Re: x86/sgx: uapi change proposal

From: Sean Christopherson
Date: Wed Jan 09 2019 - 12:16:31 EST


On Tue, Jan 08, 2019 at 09:24:38PM -0800, Huang, Kai wrote:
> > On Tue, Jan 08, 2019 at 11:27:11AM -0800, Huang, Kai wrote:
> > > > >
> > > > > Can one of you explain why SGX_ENCLAVE_CREATE is better than just
> > > > > opening a new instance of /dev/sgx for each encalve?
> > > >
> > > > Directly associating /dev/sgx with an enclave means /dev/sgx can't
> > > > be used to provide ioctl()'s for other SGX-related needs, e.g. to
> > > > mmap() raw EPC and expose it a VM. Proposed layout in the link
> > > > below. I'll also respond to Jarkko's question about exposing EPC
> > > > through /dev/sgx instead of having KVM allocate it on behalf of the VM.
> > > >
> > > > https://lkml.kernel.org/r/20181218185349.GC30082@xxxxxxxxxxxxxxx
> > >
> > > Hi Sean,
> > >
> > > Sorry for replying to old email. But IMHO it is not a must that Qemu
> > > needs to open some /dev/sgx and allocate/mmap EPC for guest's virtual
> > > EPC slot, instead, KVM could create private slot, which is not visible
> > > to Qemu, for virtual EPC, and KVM could call core-SGX EPC allocation
> > > API directly.
> >
> > That's possible, but it has several downsides.
> >
> > - Duplicates a lot of code in KVM for managing memory regions.
>
> I don't see why there will be duplicated code. you can simply call
> __x86_set_memory_region to create private slot. It is KVM x86 equivalent
> to KVM_SET_USER_MEMORY_REGION from userspace. The only difference is Qemu
> is not aware of the private slot.

What about when we allow removing an EPC region? At that point you'd be
fully duplicating KVM_SET_USER_MEMORY_REGION. And that's not a purely
theoretical idea, it's something I'd like to support in the future, e.g.
via the WIP virtio-mem interface.

https://events.linuxfoundation.org/wp-content/uploads/2017/12/virtio-mem-Paravirtualized-Memory-David-Hildenbrand-Red-Hat-1.pdf

>
> > - Artificially restricts userspace to a single EPC region, unless
> > even more code is duplicated to handle multiple private regions.
>
> You can have multiple private slots, by calling __x86_set_memory_region
> for each EPC section. KVM receives EPC section/sections info from Qemu,
> via CPUID, or dedicated IOCTL (is this you are going to add?), and simply
> creates private EPC slot/slots.

This would require a dynamic number of private memslots, which breaks (or
at least changes) the semantics of KVM_CAP_NR_MEMSLOTS.

>
> > - Requires additional ioctls() or capabilities to probe EPC support
>
> No. EPC info is from Qemu at the beginning (size is given by parameter,
> base is calculated by Qemu), and actually it is Qemu notifies KVM EPC info,
> so I don't think we require additional ioctls or capabilities here.

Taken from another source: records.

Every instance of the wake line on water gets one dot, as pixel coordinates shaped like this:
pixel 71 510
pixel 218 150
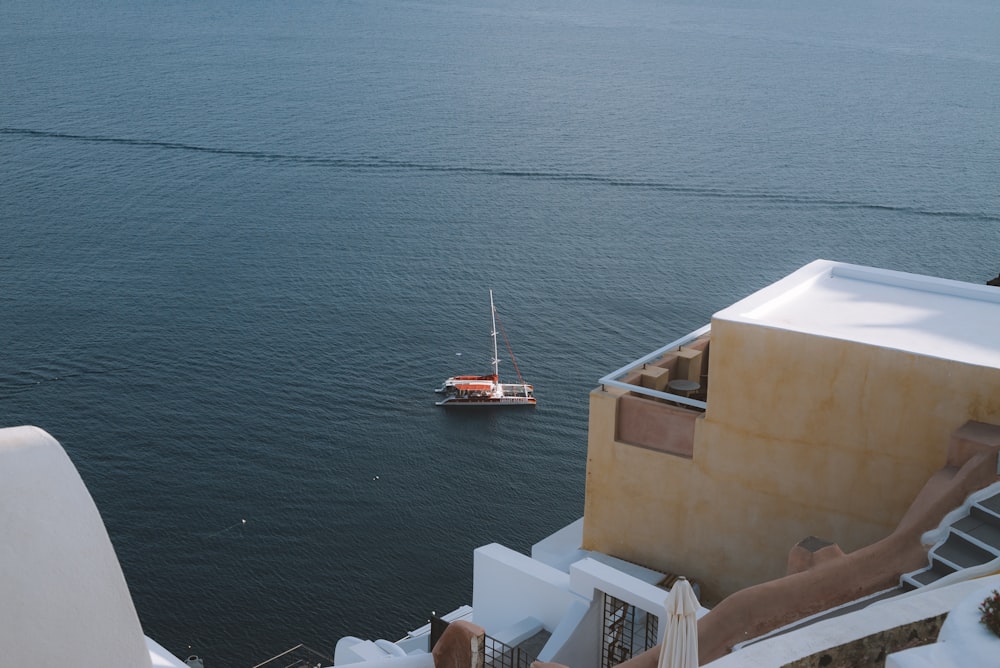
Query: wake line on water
pixel 375 162
pixel 11 386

How does Qemu know KVM supports virtual EPC? Probing /dev/sgx doesn't
convey any information about KVM support. Maybe you could report it via
KVM_GET_SUPPORTED_CPUID, but that would be problematic for Qemu since it
would have to create vCPUs before initializing the machine.

>
> > - Does not fit with Qemu/KVM's memory model, e.g. all other types of
> > memory are exposed to a guest through
> > KVM_SET_USER_MEMORY_REGION.
>
> EPC is different. I am not sure whether EPC needs to fit such model. There
> are already examples in KVM which uses private slot w/o using
> KVM_SET_USER_MEMORY_REGION, for example, APIC access page.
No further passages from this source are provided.